Тот прекрасно понял двоякий смысл этой тирады, но не был достаточно находчив, чтобы ответить в тон.
— Вот как? — заметил он только неуклюже и усмехнулся. — Вы мудрый человек, Грирсон.
— Вы мне льстите, мистер Броуди! Это просто тонкое чутье, то, что римляне называли «умением предсказывать погоду».
— Да вы и ученый к тому же, я вижу.
— Мистер Броуди, — ничуть не смущаясь, продолжал Грирсон, — сегодня утром в мой дом залетел маленький реполов, он чуть не погиб от холода. — Грирсон покачал головой. — Такая погода, должно быть, ужасна для птичек… и для бездомных, которым негде укрыться. — Затем, не дав Броуди вставить ни слова, он прибавил: — Как поживает все ваше семейство?
Броуди заставил себя спокойно ответить:
— Очень хорошо, благодарю вас. Несси делает блестящие успехи в школе; вы, должно быть, слышали об этом.
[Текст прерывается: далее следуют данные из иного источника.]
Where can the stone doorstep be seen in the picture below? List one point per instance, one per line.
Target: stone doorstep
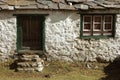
(30, 56)
(29, 59)
(39, 69)
(29, 64)
(30, 52)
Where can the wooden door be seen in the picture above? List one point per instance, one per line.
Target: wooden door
(32, 32)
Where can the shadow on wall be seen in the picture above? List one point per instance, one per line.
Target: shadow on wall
(112, 70)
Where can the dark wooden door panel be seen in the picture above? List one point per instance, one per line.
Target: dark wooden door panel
(32, 32)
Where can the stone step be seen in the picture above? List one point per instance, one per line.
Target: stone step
(29, 64)
(22, 59)
(30, 52)
(30, 69)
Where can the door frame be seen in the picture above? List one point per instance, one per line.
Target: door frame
(19, 30)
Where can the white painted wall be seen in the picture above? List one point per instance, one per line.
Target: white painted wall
(62, 31)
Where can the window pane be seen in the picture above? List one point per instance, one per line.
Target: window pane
(108, 18)
(96, 34)
(87, 27)
(108, 27)
(87, 18)
(97, 27)
(97, 19)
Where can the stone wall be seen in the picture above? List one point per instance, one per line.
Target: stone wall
(62, 31)
(63, 42)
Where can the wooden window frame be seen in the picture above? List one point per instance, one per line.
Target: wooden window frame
(98, 33)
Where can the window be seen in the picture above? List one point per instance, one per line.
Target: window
(97, 25)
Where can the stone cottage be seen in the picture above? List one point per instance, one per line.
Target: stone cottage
(85, 30)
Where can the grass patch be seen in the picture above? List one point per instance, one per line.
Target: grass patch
(56, 70)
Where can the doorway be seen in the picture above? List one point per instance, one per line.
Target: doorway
(30, 32)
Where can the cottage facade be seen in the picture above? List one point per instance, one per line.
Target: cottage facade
(64, 29)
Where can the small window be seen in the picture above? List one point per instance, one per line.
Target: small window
(97, 25)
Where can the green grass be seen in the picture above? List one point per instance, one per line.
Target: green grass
(55, 71)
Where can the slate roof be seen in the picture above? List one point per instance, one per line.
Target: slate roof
(59, 4)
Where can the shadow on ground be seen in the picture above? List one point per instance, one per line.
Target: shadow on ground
(112, 71)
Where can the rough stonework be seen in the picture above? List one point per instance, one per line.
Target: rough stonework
(63, 42)
(29, 61)
(62, 37)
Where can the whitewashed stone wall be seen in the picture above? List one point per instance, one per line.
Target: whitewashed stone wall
(63, 42)
(62, 31)
(7, 35)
В нынешнем году она тоже возьмет все первые награды. — «Вот на-ка, выкуси! — подумал он про себя. — Небось, твоему взрослому остолопу всегда приходится уступать первое место моей умнице-дочке».
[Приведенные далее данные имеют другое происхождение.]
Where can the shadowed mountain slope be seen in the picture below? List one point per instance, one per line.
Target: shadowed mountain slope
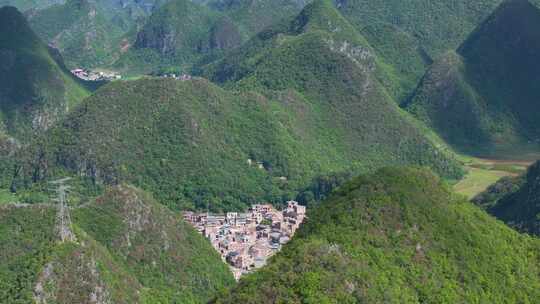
(36, 90)
(487, 95)
(516, 201)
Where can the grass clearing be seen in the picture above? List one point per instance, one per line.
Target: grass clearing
(484, 172)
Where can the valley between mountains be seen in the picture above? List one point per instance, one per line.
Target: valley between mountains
(277, 151)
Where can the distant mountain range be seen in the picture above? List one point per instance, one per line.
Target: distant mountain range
(36, 89)
(304, 100)
(277, 100)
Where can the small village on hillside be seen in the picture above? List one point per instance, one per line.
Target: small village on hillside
(88, 75)
(246, 240)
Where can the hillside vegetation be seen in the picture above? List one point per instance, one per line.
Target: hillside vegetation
(515, 200)
(183, 33)
(485, 96)
(35, 88)
(196, 145)
(397, 236)
(81, 30)
(129, 249)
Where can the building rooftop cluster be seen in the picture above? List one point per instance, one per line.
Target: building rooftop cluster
(246, 240)
(182, 77)
(95, 76)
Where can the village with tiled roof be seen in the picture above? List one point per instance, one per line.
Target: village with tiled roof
(246, 240)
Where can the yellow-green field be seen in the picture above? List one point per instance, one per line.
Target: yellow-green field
(484, 172)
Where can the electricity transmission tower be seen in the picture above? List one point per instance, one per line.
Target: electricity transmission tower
(63, 219)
— Не слыхал. Что ж, это очень приятно. — Грирсон помолчал, потом сладеньким голоском спросил: — А от старшей дочери, от Мэри, давно получали известия?
Броуди заскрипел зубами, но овладел собой и сказал с расстановкой:
— Прошу вас не упоминать это имя в моем присутствии.
Грирсон изобразил величайшее смущение.
— Простите, ради бога, если я огорчил вас. Признаться, к этой вашей дочке я всегда питал слабость. Меня очень встревожила ее долгая болезнь. Но на днях кто-то говорил, будто она нашла себе место в Лондоне. Должно быть, ей помогла устроиться та семья из Дэррока — Фойли, я хочу сказать. Впрочем, вам, я думаю, известно не больше, чем мне.
Он прищурился и, посмотрев искоса на Броуди, добавил:
— Я очень интересовался всей этой историей. Из простого человеколюбия, — вы, конечно, понимаете. Мне от души ее жалко было, когда бедный крошка умер в больнице.